The tmpmerlin file contains:

#PBS -lnodes=1
#PBS -lwalltime=4:00:00
module load merlin
cd $HOME/simulations || exit
merlin -p mydata.ped -d mylabels.dat -m markermap.map --simulate -rSIMN1 > linkage_simSIMN1.out&
cd $HOME/simulations || exit
merlin -p mydata.ped -d mylabels.dat -m markermap.map --simulate -rSIMN2 > linkage_simSIMN2.out&
wait

The jobmerlin file contains:

#!/bin/bash
for p in  `seq 1 500` 
do 
(( q=p+500 ))
cat tmpmerlin | sed "s/SIMN1/${p}/g;s/SIMN2/${q}/g" > runmerlin
qsub runmerlin 
done 
exit

This will open tmpmerlin, replace SIMN1 by simulation nr 1, SIMN2 by simulation nr 501, save the file as runmerlin, then submit runmerlin to the job scheduler, and start the next 2 simulations. Runmerlin runs 1000 simulations (500 × 2 cores) in Merlin, and uses the simulation number as random seed.

Example 2: Running simulations using R

In this example we use an R script called sjabloon.R; this file is not provided here, but in sjabloon.R we have the words “xxnpermaxx” and “xxncaxx” that need to be replaced by parameters 2 and 3 that are generated by the shell script.
* Shell script that loops through your intended series of analysis, called runloop. Example:

#!/bin/bash
for nrep in 5000 ; do 
  for nperma in 100 500 1000 ; do
     for nca in 100 200 500 1000 5000  ; do
       echo $nrep $nperma $nca
     done
  done
done |\
while read nrep1 nperma1 nca1 ; do
  read nrep2 nperma2 nca2
  ./subjobg $nrep1 $nperma1 $nca1 $nrep2 $nperma2 $nca2
done
  • Submission-job generating script subjob. Example:
#!/bin/bash
cat <<eoj > tmpjob
#PBS -lwalltime=60:00:00
eoj
while [ "$1" ] ; do
echo creating partial job for $1 $2 $3
cat <<eoj >> tmpjob
cd \$HOME/SIMS || exit
mkdir -p d$1.$2.$3
cd d$1.$2.$3 || exit
cat ../sjabloonG.R | sed 's/xxnpermaxx/$2/;s/xxncaxx/$3/' > finalG.$1.$2.$3
R CMD BATCH finalG.$1.$2.$3 &
eoj
shift 3
done
echo wait >> tmpjob
echo submitting job 
qsub tmpjob

The command

> ./runloop &
generates a series of submission jobs that each submit a unique R script, using the parameters specified in the shell script.

Example session

Example session: running hundreds of analyses using the program R
We have

  • an R script (sjabloon.R) (ascii format)
  • runloop (ascii format)
  • subjob (ascii format)

The three files above can be made with notepad.

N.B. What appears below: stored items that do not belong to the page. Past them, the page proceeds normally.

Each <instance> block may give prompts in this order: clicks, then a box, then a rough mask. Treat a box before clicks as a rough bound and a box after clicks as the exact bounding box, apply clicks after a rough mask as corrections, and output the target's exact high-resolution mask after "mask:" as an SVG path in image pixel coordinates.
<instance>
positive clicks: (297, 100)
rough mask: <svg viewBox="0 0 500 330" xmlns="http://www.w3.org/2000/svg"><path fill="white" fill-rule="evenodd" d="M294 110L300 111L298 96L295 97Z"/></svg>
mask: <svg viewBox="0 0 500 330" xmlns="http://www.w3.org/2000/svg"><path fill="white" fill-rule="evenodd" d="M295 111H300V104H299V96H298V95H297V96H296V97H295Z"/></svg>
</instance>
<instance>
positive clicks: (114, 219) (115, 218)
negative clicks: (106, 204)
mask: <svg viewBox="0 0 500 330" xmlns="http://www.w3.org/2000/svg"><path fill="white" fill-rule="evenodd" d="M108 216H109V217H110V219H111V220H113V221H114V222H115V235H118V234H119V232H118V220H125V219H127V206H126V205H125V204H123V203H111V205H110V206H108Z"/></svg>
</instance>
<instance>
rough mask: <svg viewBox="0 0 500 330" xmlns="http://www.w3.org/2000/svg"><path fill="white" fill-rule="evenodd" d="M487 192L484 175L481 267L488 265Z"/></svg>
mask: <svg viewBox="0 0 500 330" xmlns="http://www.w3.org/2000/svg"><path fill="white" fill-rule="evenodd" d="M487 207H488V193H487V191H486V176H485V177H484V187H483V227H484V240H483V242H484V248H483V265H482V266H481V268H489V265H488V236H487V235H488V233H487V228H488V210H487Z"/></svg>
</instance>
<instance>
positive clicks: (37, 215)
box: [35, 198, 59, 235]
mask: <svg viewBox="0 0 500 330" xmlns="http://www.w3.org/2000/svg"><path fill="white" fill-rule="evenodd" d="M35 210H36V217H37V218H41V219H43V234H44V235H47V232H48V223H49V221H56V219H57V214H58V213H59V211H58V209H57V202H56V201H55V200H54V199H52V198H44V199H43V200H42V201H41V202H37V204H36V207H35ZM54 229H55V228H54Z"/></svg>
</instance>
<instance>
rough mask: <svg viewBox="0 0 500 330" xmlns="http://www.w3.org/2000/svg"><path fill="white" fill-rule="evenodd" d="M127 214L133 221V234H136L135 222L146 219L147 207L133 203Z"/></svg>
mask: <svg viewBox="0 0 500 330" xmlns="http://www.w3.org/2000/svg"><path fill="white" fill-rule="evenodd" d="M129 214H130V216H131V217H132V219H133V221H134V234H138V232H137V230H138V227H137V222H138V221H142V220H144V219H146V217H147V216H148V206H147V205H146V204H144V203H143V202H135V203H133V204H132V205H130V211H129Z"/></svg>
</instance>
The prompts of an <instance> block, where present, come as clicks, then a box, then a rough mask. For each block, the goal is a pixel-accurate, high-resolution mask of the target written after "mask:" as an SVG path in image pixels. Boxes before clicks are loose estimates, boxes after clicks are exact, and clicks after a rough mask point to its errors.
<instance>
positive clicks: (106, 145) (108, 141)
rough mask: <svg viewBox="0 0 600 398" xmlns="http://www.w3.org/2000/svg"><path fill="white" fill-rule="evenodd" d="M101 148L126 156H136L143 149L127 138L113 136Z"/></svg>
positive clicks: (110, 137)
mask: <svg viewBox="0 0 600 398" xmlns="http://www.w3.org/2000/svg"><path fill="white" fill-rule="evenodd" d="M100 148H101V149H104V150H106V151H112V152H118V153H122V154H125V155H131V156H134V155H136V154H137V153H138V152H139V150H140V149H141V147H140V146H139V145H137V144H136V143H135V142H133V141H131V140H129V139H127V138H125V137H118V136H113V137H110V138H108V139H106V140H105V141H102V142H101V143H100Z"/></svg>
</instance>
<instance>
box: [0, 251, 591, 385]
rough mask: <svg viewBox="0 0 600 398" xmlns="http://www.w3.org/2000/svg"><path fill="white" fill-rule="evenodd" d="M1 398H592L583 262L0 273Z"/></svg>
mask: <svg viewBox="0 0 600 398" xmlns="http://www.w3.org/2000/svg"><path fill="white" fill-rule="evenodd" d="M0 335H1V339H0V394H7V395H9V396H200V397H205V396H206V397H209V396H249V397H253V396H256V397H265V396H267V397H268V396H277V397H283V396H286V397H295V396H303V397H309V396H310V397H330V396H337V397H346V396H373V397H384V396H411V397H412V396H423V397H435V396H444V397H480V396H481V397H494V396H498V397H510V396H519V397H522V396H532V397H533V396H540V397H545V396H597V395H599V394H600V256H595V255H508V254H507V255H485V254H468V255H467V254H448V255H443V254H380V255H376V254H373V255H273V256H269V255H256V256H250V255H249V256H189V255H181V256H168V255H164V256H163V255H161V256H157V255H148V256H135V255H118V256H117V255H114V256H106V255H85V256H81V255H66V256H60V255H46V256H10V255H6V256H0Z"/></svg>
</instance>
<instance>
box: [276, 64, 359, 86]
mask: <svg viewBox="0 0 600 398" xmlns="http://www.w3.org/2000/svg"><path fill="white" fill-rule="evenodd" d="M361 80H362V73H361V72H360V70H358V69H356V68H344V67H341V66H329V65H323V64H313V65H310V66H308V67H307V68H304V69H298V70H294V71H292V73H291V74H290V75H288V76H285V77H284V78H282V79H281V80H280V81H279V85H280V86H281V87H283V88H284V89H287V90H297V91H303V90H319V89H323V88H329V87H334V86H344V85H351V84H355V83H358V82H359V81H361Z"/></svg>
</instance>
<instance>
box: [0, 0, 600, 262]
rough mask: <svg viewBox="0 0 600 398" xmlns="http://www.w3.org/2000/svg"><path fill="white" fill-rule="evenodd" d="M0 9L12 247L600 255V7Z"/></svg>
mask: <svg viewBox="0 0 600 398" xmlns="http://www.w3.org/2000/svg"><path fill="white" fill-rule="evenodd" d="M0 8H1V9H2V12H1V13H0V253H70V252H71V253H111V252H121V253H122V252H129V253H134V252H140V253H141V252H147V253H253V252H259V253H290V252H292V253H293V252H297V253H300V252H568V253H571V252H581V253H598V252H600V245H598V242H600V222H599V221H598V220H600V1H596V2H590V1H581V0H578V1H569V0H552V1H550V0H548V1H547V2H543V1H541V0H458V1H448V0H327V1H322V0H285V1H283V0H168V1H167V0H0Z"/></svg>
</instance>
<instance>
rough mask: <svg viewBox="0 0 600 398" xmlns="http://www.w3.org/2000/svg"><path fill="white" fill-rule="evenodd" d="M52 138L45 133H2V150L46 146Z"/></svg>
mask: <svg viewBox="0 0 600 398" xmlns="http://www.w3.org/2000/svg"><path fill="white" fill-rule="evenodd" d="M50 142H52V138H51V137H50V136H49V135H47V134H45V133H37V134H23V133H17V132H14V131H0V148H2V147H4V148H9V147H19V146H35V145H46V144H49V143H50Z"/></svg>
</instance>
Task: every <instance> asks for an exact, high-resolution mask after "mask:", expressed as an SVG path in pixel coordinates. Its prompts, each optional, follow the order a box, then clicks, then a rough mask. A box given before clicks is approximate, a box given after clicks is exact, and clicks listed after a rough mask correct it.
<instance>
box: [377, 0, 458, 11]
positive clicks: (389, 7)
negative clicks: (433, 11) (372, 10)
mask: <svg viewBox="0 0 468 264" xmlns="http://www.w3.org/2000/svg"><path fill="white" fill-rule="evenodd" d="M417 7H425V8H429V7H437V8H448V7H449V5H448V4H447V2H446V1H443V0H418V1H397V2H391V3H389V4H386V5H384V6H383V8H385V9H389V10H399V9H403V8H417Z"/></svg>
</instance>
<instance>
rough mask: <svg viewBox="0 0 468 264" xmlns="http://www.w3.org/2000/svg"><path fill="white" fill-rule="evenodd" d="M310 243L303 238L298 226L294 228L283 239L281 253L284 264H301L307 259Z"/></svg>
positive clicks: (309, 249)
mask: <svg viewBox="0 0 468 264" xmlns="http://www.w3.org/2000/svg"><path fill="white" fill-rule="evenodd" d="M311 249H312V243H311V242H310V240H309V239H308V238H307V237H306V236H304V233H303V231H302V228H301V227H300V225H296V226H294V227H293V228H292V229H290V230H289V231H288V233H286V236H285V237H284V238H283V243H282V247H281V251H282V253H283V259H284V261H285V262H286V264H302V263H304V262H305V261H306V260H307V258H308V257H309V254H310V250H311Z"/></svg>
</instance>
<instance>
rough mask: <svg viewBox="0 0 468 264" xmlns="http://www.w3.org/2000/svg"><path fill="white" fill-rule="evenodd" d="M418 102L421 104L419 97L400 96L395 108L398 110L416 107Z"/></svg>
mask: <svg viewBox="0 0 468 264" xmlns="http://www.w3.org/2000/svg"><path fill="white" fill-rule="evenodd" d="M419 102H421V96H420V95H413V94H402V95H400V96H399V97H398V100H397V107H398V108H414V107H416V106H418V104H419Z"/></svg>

  1. Open Filezilla (or any other secure FTP program)
  2. Upload the three files, using ASCII transfer mode
  3. Open secure FTP program (e.g. Putty)
  4. Log on to lisa.surfsara.nl
  5. Go the directory where your files are (e.g. > cd myfiles)
  6. Make runloop and subjob executable by typing
    > chmod +x runloop
    > chmod +x subjob
  7. Call runloop by typing
    > ./runloop &
  8. Type
    > qstat -u [username]
    to check the status of your jobs

Your jobs will now be submitted. Wait until they are finished and find the output in your working directory.